Coca-Cola Loses $3.3 Billion Tax Dispute With IRS

Coca-Cola Loses $3.3 Billion Tax Dispute With IRS

The dispute concerns the company’s use of foreign affiliates to alter profit margins, greatly reducing its US tax bill.

Coca-Cola will be required to pay the bulk of  a $3.4 billion IRS tax bill linked to the multinational operations the company uses to produce its famous beverages.

The case relates to a dispute over Coca-Cola’s shifting of its profits to foreign affiliates operating plants in Brazil, Mexico, Ireland and a number of other countries with lower corporate tax rates than the US, bringing large tax savings to the affiliates in these countries. It also concerns transfer pricing, or how a company values its intercompany transactions.

The Tax Court on Wednesday ruled in favour of the IRS, upholding two adjustments that jointly increased Coca-Cola’s taxable income between 2007 to 2009 by over $9 billion.

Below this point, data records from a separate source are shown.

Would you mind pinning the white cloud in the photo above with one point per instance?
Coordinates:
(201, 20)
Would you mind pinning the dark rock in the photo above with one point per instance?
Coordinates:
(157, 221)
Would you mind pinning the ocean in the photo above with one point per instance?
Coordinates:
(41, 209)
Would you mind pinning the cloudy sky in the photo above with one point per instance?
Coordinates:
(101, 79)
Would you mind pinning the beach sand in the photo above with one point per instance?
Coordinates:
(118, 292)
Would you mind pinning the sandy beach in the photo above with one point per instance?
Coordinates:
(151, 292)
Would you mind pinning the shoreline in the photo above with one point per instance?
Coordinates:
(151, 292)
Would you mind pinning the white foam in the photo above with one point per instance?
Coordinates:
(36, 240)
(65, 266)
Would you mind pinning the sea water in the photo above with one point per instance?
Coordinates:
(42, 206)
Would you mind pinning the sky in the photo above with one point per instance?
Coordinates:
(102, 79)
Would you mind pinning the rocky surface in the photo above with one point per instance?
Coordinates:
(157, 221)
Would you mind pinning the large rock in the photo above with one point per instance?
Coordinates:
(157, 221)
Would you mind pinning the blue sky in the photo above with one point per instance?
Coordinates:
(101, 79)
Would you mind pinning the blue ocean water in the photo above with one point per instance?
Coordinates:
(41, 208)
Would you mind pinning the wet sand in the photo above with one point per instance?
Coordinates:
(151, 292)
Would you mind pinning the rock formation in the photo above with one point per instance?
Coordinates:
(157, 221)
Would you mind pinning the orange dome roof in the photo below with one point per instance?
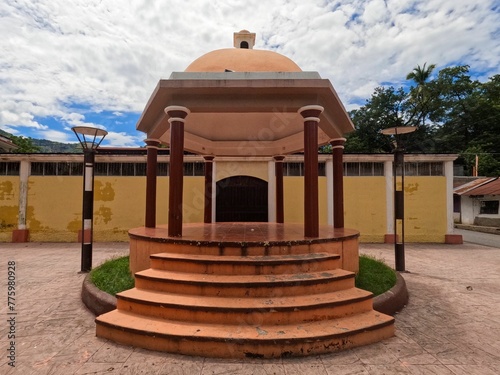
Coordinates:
(243, 60)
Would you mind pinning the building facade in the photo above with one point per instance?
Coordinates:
(41, 194)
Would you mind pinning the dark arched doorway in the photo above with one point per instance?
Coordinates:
(241, 198)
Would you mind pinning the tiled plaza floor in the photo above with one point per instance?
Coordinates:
(451, 325)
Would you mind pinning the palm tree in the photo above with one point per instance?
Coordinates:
(420, 75)
(421, 95)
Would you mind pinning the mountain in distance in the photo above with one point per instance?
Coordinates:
(46, 146)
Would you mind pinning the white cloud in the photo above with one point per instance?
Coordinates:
(110, 55)
(57, 136)
(121, 139)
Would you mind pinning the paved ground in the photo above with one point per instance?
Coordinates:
(451, 325)
(480, 238)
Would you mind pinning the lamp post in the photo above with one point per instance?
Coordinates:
(90, 138)
(398, 169)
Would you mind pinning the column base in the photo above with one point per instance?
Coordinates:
(453, 239)
(88, 235)
(20, 235)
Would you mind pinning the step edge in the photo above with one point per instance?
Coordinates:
(214, 308)
(260, 340)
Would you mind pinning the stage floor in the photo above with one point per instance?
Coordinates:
(239, 232)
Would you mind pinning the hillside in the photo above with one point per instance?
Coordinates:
(46, 146)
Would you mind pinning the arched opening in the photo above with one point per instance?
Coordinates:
(241, 199)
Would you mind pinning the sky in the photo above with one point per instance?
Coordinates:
(65, 63)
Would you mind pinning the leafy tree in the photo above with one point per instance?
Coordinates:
(24, 145)
(388, 107)
(452, 113)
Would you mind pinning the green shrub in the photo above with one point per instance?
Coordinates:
(374, 275)
(113, 276)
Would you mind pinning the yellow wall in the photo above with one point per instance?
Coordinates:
(365, 207)
(293, 191)
(55, 206)
(9, 206)
(425, 209)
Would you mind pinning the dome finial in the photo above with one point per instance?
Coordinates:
(244, 39)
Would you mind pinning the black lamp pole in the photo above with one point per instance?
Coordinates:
(90, 139)
(398, 169)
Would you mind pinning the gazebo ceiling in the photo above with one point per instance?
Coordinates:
(244, 114)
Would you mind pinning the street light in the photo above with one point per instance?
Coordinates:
(90, 138)
(398, 168)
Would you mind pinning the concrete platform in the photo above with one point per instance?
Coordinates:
(450, 326)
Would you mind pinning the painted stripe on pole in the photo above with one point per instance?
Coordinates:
(87, 224)
(88, 178)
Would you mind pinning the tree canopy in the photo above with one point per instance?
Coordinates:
(452, 112)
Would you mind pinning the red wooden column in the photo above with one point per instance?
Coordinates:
(151, 176)
(311, 114)
(278, 172)
(177, 115)
(209, 167)
(338, 181)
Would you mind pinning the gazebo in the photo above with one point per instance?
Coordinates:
(244, 289)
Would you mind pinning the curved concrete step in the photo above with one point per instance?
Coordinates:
(281, 310)
(244, 285)
(263, 341)
(245, 265)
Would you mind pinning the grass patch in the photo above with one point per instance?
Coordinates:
(374, 275)
(113, 276)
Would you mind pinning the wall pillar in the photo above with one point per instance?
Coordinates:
(338, 181)
(311, 114)
(21, 234)
(177, 117)
(209, 168)
(151, 178)
(278, 173)
(450, 237)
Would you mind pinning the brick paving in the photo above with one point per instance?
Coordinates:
(450, 326)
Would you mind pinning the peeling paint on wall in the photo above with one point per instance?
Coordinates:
(33, 224)
(8, 217)
(75, 225)
(103, 192)
(6, 191)
(103, 214)
(411, 188)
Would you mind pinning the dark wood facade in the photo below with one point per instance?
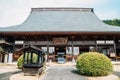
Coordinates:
(63, 32)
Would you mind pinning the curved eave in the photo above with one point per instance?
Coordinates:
(59, 33)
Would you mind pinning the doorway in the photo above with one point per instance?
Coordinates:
(60, 52)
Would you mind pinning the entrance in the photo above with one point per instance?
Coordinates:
(60, 52)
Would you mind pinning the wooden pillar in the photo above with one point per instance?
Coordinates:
(47, 49)
(47, 45)
(72, 48)
(115, 49)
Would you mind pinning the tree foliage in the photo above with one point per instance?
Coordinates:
(114, 22)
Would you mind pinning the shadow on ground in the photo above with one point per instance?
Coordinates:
(116, 73)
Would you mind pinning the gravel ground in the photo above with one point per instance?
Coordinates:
(63, 73)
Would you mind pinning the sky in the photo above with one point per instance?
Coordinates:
(15, 12)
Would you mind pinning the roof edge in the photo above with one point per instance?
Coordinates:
(63, 9)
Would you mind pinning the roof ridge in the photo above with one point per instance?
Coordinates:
(62, 9)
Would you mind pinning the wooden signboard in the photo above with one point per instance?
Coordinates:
(60, 40)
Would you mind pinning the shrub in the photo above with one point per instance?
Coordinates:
(20, 60)
(94, 64)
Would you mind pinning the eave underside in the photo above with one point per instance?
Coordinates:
(59, 33)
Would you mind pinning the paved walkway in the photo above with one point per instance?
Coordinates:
(4, 68)
(63, 73)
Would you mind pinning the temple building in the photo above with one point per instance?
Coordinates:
(63, 33)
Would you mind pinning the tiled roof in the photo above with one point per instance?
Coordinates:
(62, 19)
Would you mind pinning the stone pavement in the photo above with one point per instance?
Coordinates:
(63, 73)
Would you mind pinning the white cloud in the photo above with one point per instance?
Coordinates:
(14, 12)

However, the Tax Court ruled in Coca-Cola’s favour on a secondary issue relating to how it would price dividends paid by overseas manufacturing affiliates to satisfy royalty obligations, meaning $1.8 billion must be deducted from the IRS’s reallocations.

In writing the Tax Court’s decision, Judge Albert Lauber took aim at Coca-Cola’s pricing of its branding trademarks and other intangible assets during the two years in question, noting the apparently backwards dispersal of profits this created between the company’s US branch and its foreign affiliates.

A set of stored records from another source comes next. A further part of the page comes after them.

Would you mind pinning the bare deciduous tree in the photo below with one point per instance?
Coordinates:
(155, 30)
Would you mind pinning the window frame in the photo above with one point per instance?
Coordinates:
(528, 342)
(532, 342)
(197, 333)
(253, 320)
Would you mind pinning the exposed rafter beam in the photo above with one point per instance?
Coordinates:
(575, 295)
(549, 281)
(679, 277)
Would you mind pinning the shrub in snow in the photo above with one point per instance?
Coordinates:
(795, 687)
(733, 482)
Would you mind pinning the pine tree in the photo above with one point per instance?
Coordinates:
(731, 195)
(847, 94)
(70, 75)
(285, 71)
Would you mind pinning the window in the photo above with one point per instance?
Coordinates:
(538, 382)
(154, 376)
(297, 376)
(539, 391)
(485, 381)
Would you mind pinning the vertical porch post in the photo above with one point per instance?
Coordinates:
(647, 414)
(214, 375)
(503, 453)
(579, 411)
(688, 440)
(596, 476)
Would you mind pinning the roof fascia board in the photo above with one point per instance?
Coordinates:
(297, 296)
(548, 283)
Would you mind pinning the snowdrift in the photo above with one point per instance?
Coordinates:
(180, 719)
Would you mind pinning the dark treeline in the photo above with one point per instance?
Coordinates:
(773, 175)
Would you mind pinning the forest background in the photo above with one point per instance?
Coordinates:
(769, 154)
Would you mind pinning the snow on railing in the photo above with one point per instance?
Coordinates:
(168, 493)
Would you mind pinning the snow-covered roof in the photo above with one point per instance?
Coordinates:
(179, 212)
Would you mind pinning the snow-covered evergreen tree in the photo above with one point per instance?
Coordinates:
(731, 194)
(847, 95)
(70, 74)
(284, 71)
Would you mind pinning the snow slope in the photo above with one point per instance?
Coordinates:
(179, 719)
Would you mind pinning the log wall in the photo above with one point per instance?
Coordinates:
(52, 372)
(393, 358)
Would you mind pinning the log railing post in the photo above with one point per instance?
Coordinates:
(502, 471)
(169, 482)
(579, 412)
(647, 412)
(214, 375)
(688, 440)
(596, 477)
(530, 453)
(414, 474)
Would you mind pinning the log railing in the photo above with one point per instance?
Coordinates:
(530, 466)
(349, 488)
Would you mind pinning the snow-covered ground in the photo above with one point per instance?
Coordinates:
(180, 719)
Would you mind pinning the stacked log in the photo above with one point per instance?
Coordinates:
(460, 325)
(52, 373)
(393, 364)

“Why are the supply points, engaged as they are in routine contract manufacturing, the most profitable food and beverage companies in the world?” Judge Lauber asked. “And why does their profitability dwarf that of [Coca-Cola], which owns the intangibles upon which the company’s profitability depends?”

Coca-Cola argued that its pricing for the use of its intangible assets was reasonable, especially taking the marketing and research conducted by its local affiliates into consideration.

The exact sum that the soft drink company will owe as a result of the judge’s decision is yet to be determined.